As the UK's foodservice market looks forward to growth in 2014 entrepreneurial operators are seizing the opportunity to rollout new eating out concepts at a faster rate than the sector has seen for several years.

Horizons latest 'Ones To Watch' report, which tracks the rate of expansion of emerging eating out brands, lists 35 concepts that now qualify for inclusion, with a distinct trend towards niche operators such as those selling crepes, burritos, juices, gourmet burgers and pies.

To qualify for inclusion in Ones To Watch a restaurant or quick service concept must have between five and 25 outlets and a growth in outlet numbers of at least 20% over the past three years combined. For the third consecutive Ones To Watch report the number of brands meeting the criteria for inclusion has increased, with 115 brands qualifying in April 2014 compared with 105 in October 2013.
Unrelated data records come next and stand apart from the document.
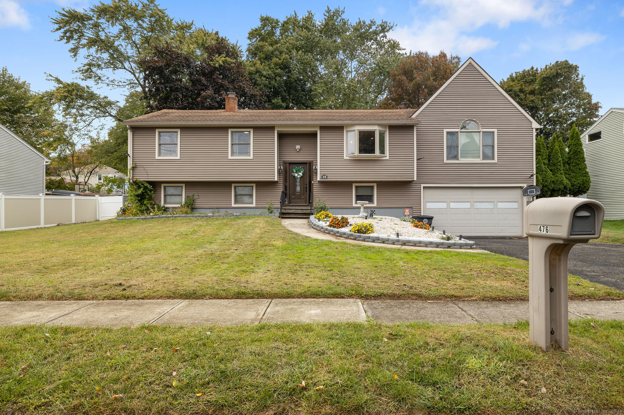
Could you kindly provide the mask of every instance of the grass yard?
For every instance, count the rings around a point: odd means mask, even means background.
[[[108,220],[0,234],[0,300],[528,299],[526,261],[315,240],[270,217]],[[580,286],[577,286],[580,283]],[[624,299],[578,277],[576,299]]]
[[[526,322],[0,327],[0,413],[621,411],[624,324],[570,324],[548,353]]]
[[[624,243],[624,219],[605,220],[602,225],[600,239],[592,240],[592,241]]]

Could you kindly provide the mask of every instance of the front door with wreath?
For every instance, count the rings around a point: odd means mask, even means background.
[[[289,205],[307,205],[309,203],[308,169],[308,163],[288,164]]]

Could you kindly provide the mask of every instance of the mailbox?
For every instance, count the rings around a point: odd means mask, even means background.
[[[531,341],[568,350],[568,255],[577,243],[600,237],[605,208],[577,197],[550,197],[527,207]]]

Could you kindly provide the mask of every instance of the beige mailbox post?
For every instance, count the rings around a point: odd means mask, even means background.
[[[550,197],[527,207],[529,323],[531,341],[545,351],[556,341],[568,350],[568,254],[600,237],[605,208],[577,197]]]

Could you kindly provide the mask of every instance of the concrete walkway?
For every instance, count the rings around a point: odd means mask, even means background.
[[[570,301],[570,319],[624,320],[624,301]],[[362,301],[357,299],[109,300],[0,302],[0,325],[119,327],[267,323],[429,321],[514,324],[529,319],[522,301]]]
[[[336,241],[337,242],[346,242],[348,243],[356,243],[360,245],[369,245],[371,246],[384,246],[388,248],[394,248],[401,249],[424,249],[426,251],[448,251],[441,248],[427,248],[426,246],[407,246],[406,245],[391,245],[385,243],[374,243],[373,242],[363,242],[361,241],[354,241],[346,238],[340,238],[334,236],[324,232],[318,231],[310,226],[307,219],[295,219],[290,218],[283,218],[281,224],[288,230],[293,231],[296,233],[305,235],[310,238],[315,239],[324,239],[330,241]],[[487,252],[483,249],[453,249],[453,252]]]

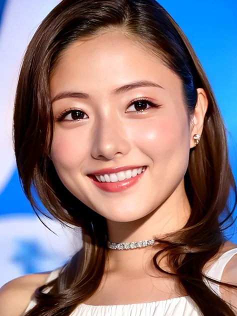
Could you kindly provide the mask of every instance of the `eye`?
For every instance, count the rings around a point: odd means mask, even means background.
[[[126,112],[136,112],[140,113],[148,110],[150,108],[158,108],[159,104],[154,104],[154,102],[146,98],[138,99],[132,101],[130,105],[128,106]],[[128,109],[130,109],[128,110]]]
[[[65,110],[62,113],[61,113],[60,116],[56,118],[56,120],[58,122],[62,122],[62,120],[72,122],[81,120],[88,118],[88,116],[82,110],[71,108],[69,110]]]

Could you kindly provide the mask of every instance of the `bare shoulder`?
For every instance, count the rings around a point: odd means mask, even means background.
[[[237,244],[232,242],[229,244],[228,246],[228,250],[226,251],[237,248]],[[221,281],[235,286],[235,288],[230,288],[220,286],[220,292],[222,298],[230,304],[237,315],[237,254],[232,257],[224,267]]]
[[[50,272],[17,278],[0,288],[0,315],[20,316],[32,300],[35,290],[46,282]]]

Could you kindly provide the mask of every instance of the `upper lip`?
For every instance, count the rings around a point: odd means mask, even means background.
[[[90,174],[94,176],[101,176],[102,174],[116,174],[120,171],[126,171],[126,170],[130,170],[132,169],[138,169],[142,168],[144,166],[124,166],[121,167],[114,167],[112,168],[106,168],[104,169],[100,169],[90,172]]]

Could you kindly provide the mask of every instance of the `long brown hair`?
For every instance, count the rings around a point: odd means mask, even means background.
[[[196,89],[203,88],[206,93],[209,106],[202,140],[190,150],[184,177],[190,218],[183,229],[157,240],[164,247],[154,257],[154,263],[160,270],[160,255],[167,254],[171,275],[203,314],[234,316],[228,304],[206,286],[202,273],[205,264],[226,241],[223,231],[232,220],[236,204],[226,130],[208,80],[188,40],[155,0],[63,0],[42,22],[26,51],[14,114],[15,152],[22,188],[36,212],[50,214],[64,224],[81,228],[84,242],[82,250],[62,268],[58,277],[36,290],[36,305],[27,316],[68,316],[94,293],[104,273],[106,219],[66,190],[50,158],[54,122],[48,82],[69,45],[110,28],[119,28],[140,41],[178,76],[190,119],[197,101]],[[34,198],[35,189],[46,212]],[[49,292],[44,293],[49,286]]]

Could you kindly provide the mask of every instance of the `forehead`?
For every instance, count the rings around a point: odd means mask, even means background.
[[[50,78],[52,94],[62,90],[96,93],[136,80],[153,80],[164,89],[180,80],[147,46],[124,34],[107,32],[78,40],[63,52]]]

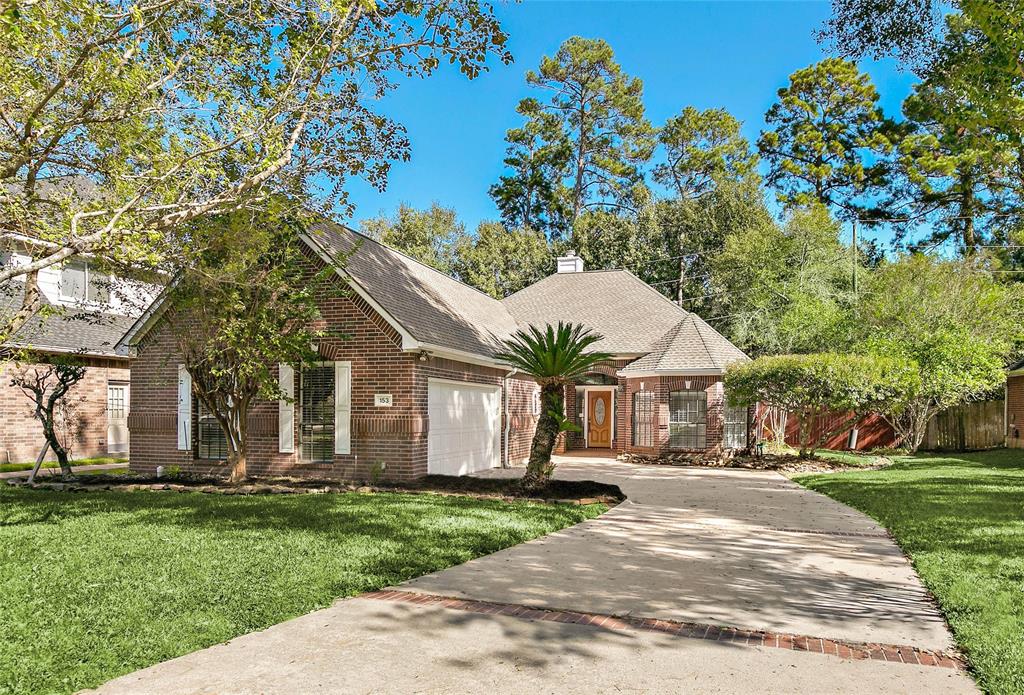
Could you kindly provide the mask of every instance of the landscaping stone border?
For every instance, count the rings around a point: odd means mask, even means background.
[[[697,453],[642,454],[623,452],[618,461],[645,466],[698,466],[706,468],[741,468],[752,471],[781,471],[784,473],[835,473],[837,471],[869,471],[889,466],[892,461],[886,457],[876,457],[872,466],[847,466],[827,459],[810,461],[794,455],[765,453],[756,457],[751,453],[730,453],[703,455]]]
[[[359,485],[354,483],[339,483],[336,481],[310,481],[310,480],[288,480],[272,479],[265,481],[253,481],[243,485],[226,484],[216,480],[206,481],[173,481],[173,480],[136,480],[125,481],[124,476],[110,476],[102,480],[95,480],[102,476],[90,476],[90,480],[74,481],[37,481],[32,485],[23,479],[11,479],[8,485],[16,487],[28,487],[31,489],[53,490],[60,492],[201,492],[204,494],[225,494],[225,495],[253,495],[253,494],[342,494],[358,493],[372,494],[378,492],[401,493],[401,494],[436,494],[439,496],[452,497],[472,497],[474,499],[494,499],[499,502],[529,502],[547,505],[608,505],[614,507],[621,503],[622,498],[609,495],[596,497],[525,497],[511,494],[498,494],[493,492],[474,492],[472,490],[441,490],[441,489],[417,489],[409,486],[382,486],[382,485]],[[298,484],[296,484],[298,483]]]

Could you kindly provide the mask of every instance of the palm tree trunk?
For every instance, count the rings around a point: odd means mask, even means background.
[[[529,449],[529,463],[523,482],[527,487],[541,487],[551,479],[555,467],[551,464],[551,453],[558,439],[559,427],[555,412],[561,405],[562,386],[548,384],[541,389],[541,418],[537,421],[537,432]]]

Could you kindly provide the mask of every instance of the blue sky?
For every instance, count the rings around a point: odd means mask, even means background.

Now the economic climate is in recovery, and consumers are starting to spend again, we are seeing the emergence and growth of some exciting new eating out concepts as well as those that are now starting to grow their estates. Names such as Pieminster, Tiger Bills and Burger & Lobster are for the first time making an appearance in Ones To Watch as they reach five or more outlets,? commented report author Nicola Knight, Horizons? director of services.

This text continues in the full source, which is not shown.